Rechtbank Arnhem
Sector bestuursrecht
Registratienummer: AWB 03/1659
ingevolge artikel 8:77 van de Algemene wet bestuursrecht (Awb) in het geding tussen:
[X], eiser,
wonende te [woonplaats], vertegenwoordigd door mr. J.H. Hartman,
het college van burgemeester en wethouders van de gemeente Maasdriel, verweerder,
[vergunninghouder], vergunninghouder, partij ex artikel 8:26 van de Awb,
te [woonplaats].
1. Aanduiding bestreden besluit
Besluit van verweerder van 18 juni 2003, verzonden 20 juni 2003.
Bij besluit van 25 februari 2003 heeft verweerder aan [vergunninghouder] bouwvergunning verleend, onder gelijktijdige verlening van een ontheffing van artikel 2.5.17, eerste lid, van de Bouwverordening 1999 en een vrijstelling ingevolge artikel 19, derde lid, van de Wet op de Ruimtelijke Ordening (verder: WRO) juncto artikel 20 van het Besluit op de ruimtelijke ordening 1985 (verder: Bro), voor het oprichten van een berging/carport op het perceel, [A], plaatselijk bekend [adres].
Bij het in rubriek 1 aangeduide besluit heeft verweerder het daartegen ingediende bezwaar ongegrond verklaard en het eerder genoemde besluit gehandhaafd.

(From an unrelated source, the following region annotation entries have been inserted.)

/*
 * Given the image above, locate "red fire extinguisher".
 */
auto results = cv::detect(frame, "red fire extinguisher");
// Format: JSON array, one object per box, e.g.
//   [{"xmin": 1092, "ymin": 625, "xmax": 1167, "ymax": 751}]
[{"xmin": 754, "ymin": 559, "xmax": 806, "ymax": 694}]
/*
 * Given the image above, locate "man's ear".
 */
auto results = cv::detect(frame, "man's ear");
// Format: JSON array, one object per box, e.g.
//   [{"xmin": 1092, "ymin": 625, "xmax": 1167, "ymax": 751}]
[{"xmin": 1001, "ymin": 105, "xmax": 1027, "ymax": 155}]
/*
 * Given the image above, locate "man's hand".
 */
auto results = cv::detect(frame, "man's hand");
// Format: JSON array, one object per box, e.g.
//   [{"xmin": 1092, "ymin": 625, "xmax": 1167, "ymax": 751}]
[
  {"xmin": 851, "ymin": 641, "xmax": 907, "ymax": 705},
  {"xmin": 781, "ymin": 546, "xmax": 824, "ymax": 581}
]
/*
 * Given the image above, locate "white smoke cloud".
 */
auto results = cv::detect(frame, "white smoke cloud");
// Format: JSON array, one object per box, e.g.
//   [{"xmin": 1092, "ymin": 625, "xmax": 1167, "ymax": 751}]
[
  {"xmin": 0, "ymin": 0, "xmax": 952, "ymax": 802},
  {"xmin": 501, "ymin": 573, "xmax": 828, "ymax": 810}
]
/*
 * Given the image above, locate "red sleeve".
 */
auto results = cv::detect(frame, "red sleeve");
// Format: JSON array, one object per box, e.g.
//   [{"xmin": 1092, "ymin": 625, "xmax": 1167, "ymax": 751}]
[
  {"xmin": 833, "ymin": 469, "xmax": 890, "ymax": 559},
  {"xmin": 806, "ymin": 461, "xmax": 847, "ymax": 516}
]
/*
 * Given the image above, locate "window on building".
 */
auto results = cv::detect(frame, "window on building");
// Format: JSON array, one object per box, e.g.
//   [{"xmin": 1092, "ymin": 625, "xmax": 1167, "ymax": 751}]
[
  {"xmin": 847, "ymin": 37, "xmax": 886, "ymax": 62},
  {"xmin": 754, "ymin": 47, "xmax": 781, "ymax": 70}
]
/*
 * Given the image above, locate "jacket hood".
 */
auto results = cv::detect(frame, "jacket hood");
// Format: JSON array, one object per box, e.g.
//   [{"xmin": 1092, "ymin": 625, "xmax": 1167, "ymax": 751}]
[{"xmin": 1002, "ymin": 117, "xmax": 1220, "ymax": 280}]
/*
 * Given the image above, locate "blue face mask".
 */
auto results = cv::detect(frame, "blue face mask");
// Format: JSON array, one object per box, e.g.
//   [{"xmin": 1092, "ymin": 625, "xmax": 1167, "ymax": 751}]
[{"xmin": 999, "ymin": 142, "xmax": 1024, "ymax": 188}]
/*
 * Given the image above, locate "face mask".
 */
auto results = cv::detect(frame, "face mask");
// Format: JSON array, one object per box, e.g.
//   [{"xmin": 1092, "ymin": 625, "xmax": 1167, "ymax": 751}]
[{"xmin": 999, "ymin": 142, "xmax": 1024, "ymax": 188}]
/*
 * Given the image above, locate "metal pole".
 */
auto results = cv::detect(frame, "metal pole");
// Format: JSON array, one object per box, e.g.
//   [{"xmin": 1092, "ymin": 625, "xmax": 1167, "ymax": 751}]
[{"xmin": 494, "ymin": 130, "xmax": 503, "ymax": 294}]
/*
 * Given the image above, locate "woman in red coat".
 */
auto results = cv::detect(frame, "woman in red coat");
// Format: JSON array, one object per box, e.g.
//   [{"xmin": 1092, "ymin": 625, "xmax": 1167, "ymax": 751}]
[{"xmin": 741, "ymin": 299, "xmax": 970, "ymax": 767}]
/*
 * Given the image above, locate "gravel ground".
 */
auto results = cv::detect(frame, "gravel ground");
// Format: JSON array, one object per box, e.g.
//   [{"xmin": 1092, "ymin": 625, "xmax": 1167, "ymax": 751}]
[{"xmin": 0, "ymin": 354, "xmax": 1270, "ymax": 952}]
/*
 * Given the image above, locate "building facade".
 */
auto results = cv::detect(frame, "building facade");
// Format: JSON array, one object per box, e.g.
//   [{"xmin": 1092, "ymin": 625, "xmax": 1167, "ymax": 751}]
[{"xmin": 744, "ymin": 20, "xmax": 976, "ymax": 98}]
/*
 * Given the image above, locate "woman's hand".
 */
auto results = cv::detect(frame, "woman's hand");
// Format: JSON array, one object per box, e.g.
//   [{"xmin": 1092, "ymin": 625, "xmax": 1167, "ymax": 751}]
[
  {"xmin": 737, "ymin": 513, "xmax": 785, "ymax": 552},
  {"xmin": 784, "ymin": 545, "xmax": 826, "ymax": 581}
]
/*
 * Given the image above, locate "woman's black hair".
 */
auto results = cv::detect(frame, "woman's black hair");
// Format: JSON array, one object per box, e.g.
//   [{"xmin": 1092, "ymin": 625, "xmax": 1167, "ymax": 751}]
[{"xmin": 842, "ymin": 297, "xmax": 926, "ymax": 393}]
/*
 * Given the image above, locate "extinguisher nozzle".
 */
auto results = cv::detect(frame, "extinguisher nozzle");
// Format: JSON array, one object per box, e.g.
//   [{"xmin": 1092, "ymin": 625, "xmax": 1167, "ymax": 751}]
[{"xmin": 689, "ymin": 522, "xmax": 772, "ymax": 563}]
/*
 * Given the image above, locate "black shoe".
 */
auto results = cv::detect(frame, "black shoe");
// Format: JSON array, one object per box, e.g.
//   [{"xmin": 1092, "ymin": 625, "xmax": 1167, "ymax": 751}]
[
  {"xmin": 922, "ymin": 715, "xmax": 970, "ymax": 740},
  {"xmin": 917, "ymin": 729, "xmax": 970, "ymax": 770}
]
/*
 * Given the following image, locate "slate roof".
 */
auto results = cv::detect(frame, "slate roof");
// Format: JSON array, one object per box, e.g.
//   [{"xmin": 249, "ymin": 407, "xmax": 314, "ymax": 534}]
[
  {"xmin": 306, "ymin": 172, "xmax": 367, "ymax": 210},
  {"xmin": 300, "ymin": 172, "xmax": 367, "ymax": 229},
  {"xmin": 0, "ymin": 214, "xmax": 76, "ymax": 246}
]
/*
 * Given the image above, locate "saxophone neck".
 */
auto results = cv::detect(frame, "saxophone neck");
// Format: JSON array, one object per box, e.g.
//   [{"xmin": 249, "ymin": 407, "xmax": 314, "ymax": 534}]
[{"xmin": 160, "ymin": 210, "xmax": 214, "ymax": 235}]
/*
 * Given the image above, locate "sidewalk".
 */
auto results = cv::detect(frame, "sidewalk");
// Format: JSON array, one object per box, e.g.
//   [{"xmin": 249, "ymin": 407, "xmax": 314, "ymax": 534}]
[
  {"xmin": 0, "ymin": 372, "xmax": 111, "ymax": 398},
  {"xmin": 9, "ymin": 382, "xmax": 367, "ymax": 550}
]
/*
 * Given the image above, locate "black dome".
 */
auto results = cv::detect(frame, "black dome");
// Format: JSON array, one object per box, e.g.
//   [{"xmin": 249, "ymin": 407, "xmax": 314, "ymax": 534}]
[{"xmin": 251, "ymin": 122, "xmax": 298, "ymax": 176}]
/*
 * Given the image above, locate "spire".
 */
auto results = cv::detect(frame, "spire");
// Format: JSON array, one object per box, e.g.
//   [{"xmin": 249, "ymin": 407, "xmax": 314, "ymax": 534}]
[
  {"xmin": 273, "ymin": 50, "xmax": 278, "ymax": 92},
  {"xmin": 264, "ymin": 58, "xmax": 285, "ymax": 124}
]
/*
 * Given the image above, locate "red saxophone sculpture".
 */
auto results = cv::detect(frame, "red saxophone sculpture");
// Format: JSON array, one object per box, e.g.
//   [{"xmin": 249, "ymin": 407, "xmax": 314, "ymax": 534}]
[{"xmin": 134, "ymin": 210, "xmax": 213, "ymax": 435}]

Tegen dit besluit is namens eiser (tijdig) beroep ingesteld en door verweerder is een verweerschrift ingediend. Naar deze en de overige door partijen ingebrachte stukken wordt hier kortheidshalve verwezen.
Bij schrijven van 25 augustus 2003 heeft [vergunninghouder] zich gesteld als partij in het geding.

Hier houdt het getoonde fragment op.